How Solitude and Isolation Can Affect Your Social Skills

Neil Ansell became a hermit entirely by accident.

Back in the 1980s, he was living in a squat in London with 20 other people. Then someone made him an offer he couldn’t refuse: a cottage in the Welsh mountains, with rent of just £100 ($130) per year. This was a place so wild, the night sky was a continuous carpet of stars – and the neighbours were a pair of ravens, who had lived in the same cedar tree for 20 years.

The catch was that the scenic views came with extreme isolation – by standards achievable in the UK, anyway. He lived on a hill farm inhabited by a single elderly tenant, miles from the nearest village. He didn’t have a phone, and in the five years he lived there, not a single person walked by the house.
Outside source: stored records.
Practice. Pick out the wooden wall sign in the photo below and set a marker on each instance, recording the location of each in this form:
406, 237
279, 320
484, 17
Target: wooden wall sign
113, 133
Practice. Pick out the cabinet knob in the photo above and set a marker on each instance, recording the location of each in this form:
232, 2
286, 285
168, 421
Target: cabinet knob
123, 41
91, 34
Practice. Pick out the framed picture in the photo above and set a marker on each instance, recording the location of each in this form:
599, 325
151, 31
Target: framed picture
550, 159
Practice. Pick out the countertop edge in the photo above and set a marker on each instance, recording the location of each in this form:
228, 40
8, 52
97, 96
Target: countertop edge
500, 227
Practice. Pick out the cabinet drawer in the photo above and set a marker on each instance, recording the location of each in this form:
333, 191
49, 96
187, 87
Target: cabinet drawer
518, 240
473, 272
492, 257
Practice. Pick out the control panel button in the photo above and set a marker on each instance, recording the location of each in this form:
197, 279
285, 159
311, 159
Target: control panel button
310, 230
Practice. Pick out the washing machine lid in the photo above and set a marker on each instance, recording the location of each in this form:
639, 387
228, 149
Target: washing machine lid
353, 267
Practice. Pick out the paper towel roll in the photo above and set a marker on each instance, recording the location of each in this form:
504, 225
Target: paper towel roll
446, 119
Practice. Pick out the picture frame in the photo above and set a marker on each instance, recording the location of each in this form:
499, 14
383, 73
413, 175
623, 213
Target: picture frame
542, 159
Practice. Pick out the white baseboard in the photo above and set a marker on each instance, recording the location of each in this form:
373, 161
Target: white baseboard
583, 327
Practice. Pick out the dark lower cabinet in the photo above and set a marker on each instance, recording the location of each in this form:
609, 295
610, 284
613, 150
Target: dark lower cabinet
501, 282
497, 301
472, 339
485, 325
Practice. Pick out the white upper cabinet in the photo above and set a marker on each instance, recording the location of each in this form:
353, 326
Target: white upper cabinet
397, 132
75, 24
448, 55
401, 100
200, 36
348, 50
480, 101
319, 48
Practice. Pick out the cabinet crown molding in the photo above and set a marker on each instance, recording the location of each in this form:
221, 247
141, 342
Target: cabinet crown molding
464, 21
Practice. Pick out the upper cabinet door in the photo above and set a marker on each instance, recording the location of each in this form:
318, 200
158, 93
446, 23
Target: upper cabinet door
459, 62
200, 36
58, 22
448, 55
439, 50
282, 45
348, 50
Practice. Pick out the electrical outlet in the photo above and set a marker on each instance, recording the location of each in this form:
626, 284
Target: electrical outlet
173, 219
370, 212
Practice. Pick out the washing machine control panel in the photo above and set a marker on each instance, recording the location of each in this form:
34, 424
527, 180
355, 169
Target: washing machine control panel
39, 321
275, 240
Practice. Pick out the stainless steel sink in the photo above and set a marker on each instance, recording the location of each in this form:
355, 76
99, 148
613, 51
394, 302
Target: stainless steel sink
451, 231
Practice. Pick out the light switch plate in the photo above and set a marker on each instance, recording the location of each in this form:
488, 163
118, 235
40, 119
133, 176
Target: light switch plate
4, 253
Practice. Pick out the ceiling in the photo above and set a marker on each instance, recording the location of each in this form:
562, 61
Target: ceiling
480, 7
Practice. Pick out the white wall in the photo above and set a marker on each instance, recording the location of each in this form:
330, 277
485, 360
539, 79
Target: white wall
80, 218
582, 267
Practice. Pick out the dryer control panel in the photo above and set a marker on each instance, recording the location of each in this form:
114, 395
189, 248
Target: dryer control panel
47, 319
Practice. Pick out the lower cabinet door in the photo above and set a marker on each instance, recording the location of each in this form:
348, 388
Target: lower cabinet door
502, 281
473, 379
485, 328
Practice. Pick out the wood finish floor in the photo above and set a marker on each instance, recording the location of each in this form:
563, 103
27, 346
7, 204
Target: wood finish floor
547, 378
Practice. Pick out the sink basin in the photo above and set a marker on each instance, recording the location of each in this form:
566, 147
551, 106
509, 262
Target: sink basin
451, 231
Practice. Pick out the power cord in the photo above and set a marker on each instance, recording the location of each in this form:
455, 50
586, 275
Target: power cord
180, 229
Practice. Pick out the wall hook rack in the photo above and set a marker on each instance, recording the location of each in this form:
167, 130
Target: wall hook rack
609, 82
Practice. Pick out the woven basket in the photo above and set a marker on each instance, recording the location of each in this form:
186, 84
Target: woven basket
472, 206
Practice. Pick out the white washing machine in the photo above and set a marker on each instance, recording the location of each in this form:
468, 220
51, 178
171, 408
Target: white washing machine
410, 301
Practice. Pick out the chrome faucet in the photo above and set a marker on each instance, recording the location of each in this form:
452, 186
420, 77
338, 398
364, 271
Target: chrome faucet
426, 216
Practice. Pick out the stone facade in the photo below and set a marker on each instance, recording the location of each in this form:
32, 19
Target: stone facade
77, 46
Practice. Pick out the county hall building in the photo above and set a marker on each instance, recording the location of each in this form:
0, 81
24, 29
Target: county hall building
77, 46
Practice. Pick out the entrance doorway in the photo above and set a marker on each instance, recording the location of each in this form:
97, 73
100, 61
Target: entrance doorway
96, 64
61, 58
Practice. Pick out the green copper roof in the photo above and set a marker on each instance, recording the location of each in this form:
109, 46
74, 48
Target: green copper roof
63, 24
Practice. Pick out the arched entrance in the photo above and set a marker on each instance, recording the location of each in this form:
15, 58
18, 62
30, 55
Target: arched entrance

“I became so used to being on my own that I recall going to the village shop one day and my voice cracking, as I asked for something at the counter,” he says. “I realised I hadn’t spoken in two weeks, not a single word. And that became quite normal for me.”

According to Ty Tashiro, a psychologist and the author of Awkward: The Science of Why We’re Socially Awkward and Why That’s Awesome, it seems plausible that we are becoming collectively more awkward at the moment. But he’s keen to stress that for most people, any resulting slip-ups are likely to be extremely minor.

“These tiny deviations from what’s socially expected in these situations can create a tremendous amount of embarrassment – and that just shows you how fine-tuned the human mind is to pick up on social expectations, and then assess whether we’re meeting them,” says Tashiro.